Cultura

Gioielli da artigli d'aquila in un sito Neanderthal

I reperti trovati in una grotta della Croazia testimoniano la predilezione degli ominidi per gli ornamenti, trofei di una caccia pericolosa.

Mammut, bisonti, rinoceronti lanosi: tra tutti gli animali abbattuti dai Neanderthal, il più temibile non era probabilmente cacciato per procurarsi del cibo. O almeno, non solo: otto artigli d'aquila bucati e lavorati a guisa di gioielli sono stati rinvenuti in un sito Neanderthal della Croazia.

Perduti e ritrovati.

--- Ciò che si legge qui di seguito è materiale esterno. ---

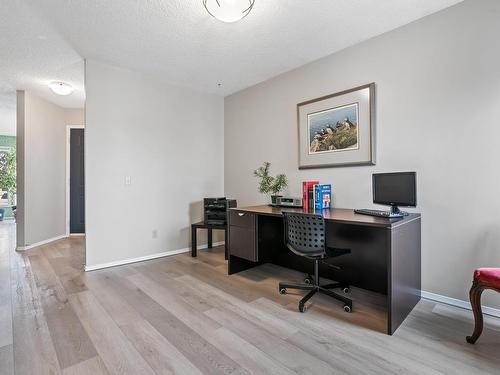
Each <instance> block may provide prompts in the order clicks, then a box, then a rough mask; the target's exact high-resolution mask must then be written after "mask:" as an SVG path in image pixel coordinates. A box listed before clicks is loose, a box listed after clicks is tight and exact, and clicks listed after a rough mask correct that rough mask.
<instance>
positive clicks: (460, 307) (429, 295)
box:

I reperti antichi di 130 mila anni, erano stati scoperti più di un secolo fa dal geologo Dragutin Gorjanović-Kramberger, in un riparo roccioso nei pressi di Krapina, nel nord della Croazia, insieme a un tesoro di resti animali, strumenti di pietra, ossa e denti Neanderthal. Kramberger dovette inviarli a qualcuno per un consulto, e non li vide più tornare. David Frayer, paleoantropologo dell'Università del Kansas, li ha rivisti un anno fa nel Museo di Storia Naturale di Zagabria, e descritti in un articolo appena pubblicato su PLoS ONE.

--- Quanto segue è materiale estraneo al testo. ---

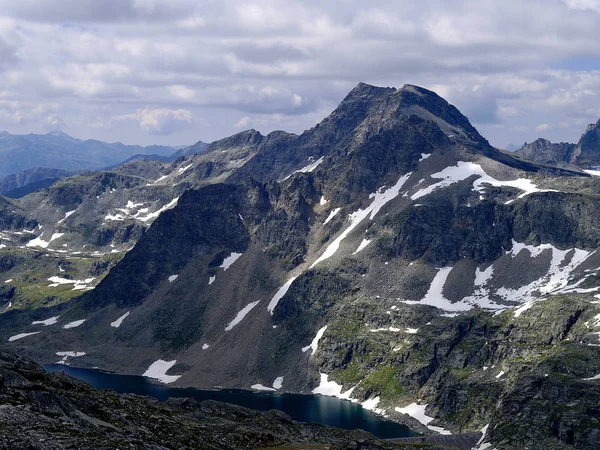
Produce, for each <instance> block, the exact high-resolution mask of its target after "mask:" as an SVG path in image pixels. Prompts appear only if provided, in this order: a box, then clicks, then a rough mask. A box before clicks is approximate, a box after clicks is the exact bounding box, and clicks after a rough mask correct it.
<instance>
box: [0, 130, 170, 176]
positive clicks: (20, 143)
mask: <svg viewBox="0 0 600 450" xmlns="http://www.w3.org/2000/svg"><path fill="white" fill-rule="evenodd" d="M175 151H176V149H175V148H173V147H168V146H160V145H152V146H148V147H142V146H139V145H125V144H122V143H120V142H116V143H107V142H102V141H97V140H91V139H90V140H85V141H84V140H80V139H76V138H73V137H71V136H69V135H68V134H65V133H63V132H60V131H53V132H51V133H47V134H26V135H16V134H10V133H8V132H6V131H2V132H0V177H6V176H7V175H11V174H17V173H20V172H23V171H24V170H28V169H32V168H34V167H46V168H50V169H61V170H66V171H69V172H77V171H80V170H90V169H92V170H93V169H100V168H103V167H109V166H114V165H116V164H119V163H121V162H122V161H124V160H126V159H127V158H130V157H131V156H133V155H136V154H140V155H150V154H156V155H159V156H169V155H172V154H173V153H174V152H175Z"/></svg>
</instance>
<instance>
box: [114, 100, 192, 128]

Un avversario difficile. Gli artigli appartengono a un'aquila di mare (Haliaeetus albicilla) il più grande predatore dell'aria d'Europa, con un'apertura alare di 2 metri. «Sono uccelli potenti - dice Frayer - ci vuole una certa dose di coraggio, ma anche di incoscienza, per acciuffarne uno».

La collezione completa di artigli-gioiello della grotta di Krapina, in Croazia. © Luka Mjeda

fine lavorazione. Piume e artigli di rapaci sono stati rinvenuti in altri siti Neanderthal prima d'ora: alcuni, meno lavorati, sono stati ritrovati in alcune grotte a Gibilterra.

Ma quelli di Krapina sono il tesoro - o forse è meglio dire, la parure - più completa e antica mai ritrovata, con reperti appartenenti ad almeno tre uccelli diversi. Presentano tacche volutamente intagliate, sfaccettature create ad hoc, e tagli - presumibilmente quelli effettuati per staccarli dalla zampa - smussati. Molti sembrano quasi essere stati lucidati.

Simili a noi. Insomma una "bigiotteria" raffinata, che confermerebbe l'esistenza di un pensiero simbolico (la capacità di vedere un oggetto come rappresentazione di qualcosa e non solo come un utensile pratico) già da prima dello sviluppo dei Sapiens.